Creating menus, no guessing
A changing, seasonal menu is the creative side of the job for Stephen. In the past, he would use spreadsheets to build a new recipe. Now, with MarginEdge, costing and measurements are much simpler. Stephen explains, “At Clyde’s, we do everything in grams. I love that in MarginEdge, once you do a conversion for an ingredient from volume to weight, the system will make conversions for you on new vendor items even with new packaging.”
Other daily tasks have become less complicated as well. “Scaling is so easy. I used to have to pull out a phone and calculator if I wanted to make changes on the fly,” he says, “Now, it’s so simple to scale recipes for larger portions or scale down for sharing.”

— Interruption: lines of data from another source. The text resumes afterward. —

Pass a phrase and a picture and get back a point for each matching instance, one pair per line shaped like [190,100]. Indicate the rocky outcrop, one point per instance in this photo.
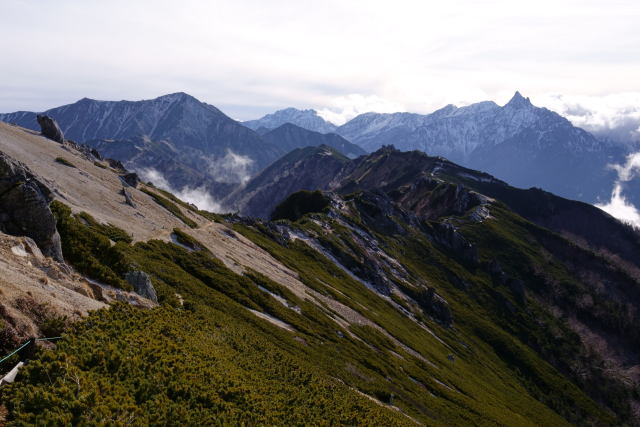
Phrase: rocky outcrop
[435,306]
[128,198]
[132,179]
[50,128]
[448,236]
[142,284]
[24,207]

“To stay on top means focusing on consistently prepared and delivered food. We have to be confident that every plate that leaves the kitchen will be the same every time, for every diner.”
Reactions to the new system
At first, Stephen wasn’t sure how quickly staff would adapt to the new system, so he tapped Food and Beverage Assistant Jayme Kaniewski to help roll out the technology and get buy-in from everyone. The strategy worked, and the transition has been positive: “After a few months, the team can’t live without it,” Stephen comments, “Line cooks are more engaged in the process and have pride in consistently making recipes and ensuring quality.”
Overall, MarginEdge has exceeded expectations. “To stay on top means focusing on consistently prepared and delivered food,” Stephen says, “We have to be confident that every plate that leaves the kitchen will be the same every time, for every diner. Using MarginEdge has made our kitchens better. Our chefs have been given a tool that delivers far more direct control over quality, consistency and costing.”